Model Checking Tap Withdrawal in C. Elegans

TL;DR

This paper applies formal verification and reachability analysis to a nonlinear ODE model of the Tap Withdrawal neural circuit in C. Elegans, providing insights into parameter ranges for different behaviors.

Contribution

It introduces the first formal verification of a biologically realistic neural circuit model in C. Elegans using reachability analysis and discrepancy computation techniques.

Findings

Parameter ranges for different behaviors identified

Results agree with experimental data

Method characterizes behavior variability

Abstract

We present what we believe to be the first formal verification of a biologically realistic (nonlinear ODE) model of a neural circuit in a multicellular organism: Tap Withdrawal (TW) in \emph{C. Elegans}, the common roundworm. TW is a reflexive behavior exhibited by \emph{C. Elegans} in response to vibrating the surface on which it is moving; the neural circuit underlying this response is the subject of this investigation. Specifically, we perform reachability analysis on the TW circuit model of Wicks et al. (1996), which enables us to estimate key circuit parameters.

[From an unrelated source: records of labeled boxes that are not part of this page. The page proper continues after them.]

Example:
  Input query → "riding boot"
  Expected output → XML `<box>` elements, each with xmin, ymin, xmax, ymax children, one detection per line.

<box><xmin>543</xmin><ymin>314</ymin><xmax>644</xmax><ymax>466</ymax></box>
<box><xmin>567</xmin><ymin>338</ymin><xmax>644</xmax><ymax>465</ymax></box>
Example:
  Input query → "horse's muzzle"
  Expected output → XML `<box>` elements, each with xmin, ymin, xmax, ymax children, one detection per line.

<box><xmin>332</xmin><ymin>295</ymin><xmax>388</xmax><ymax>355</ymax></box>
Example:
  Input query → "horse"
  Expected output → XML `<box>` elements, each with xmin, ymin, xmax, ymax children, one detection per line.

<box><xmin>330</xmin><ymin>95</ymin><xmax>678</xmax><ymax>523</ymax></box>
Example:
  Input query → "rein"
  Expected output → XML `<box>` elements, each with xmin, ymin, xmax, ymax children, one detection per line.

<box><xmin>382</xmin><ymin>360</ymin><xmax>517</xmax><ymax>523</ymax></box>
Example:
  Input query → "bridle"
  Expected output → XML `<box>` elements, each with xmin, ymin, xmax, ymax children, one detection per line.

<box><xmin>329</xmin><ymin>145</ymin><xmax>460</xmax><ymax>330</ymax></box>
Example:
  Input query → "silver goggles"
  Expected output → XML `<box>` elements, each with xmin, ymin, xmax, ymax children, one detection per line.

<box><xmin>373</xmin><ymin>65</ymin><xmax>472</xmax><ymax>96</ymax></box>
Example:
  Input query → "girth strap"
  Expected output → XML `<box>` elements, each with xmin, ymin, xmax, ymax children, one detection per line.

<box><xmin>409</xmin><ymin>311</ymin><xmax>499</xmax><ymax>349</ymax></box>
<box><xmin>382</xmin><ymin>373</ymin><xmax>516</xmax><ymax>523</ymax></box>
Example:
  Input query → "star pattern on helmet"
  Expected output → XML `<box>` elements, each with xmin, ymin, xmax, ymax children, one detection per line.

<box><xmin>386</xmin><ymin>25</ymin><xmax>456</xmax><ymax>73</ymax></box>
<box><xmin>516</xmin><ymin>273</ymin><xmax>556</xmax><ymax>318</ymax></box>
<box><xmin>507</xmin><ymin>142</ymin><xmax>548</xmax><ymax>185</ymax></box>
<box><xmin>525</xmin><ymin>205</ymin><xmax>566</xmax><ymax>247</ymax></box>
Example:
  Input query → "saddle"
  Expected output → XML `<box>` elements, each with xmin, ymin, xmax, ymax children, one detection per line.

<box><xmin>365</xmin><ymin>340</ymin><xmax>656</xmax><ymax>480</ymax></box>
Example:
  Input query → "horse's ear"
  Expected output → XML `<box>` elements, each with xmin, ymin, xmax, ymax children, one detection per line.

Underlying our approach is the use of Fan and Mitra's recently developed technique for automatically computing local discrepancy (convergence and divergence rates) of general nonlinear systems. We show that the results we obtain are in agreement with the experimental results of Wicks et al. (1995). As opposed to the fixed parameters found in most biological models, which can only produce the predominant behavior, our techniques characterize ranges of parameters that produce (and do not produce) all three observed behaviors: reversal of movement, acceleration, and lack of response.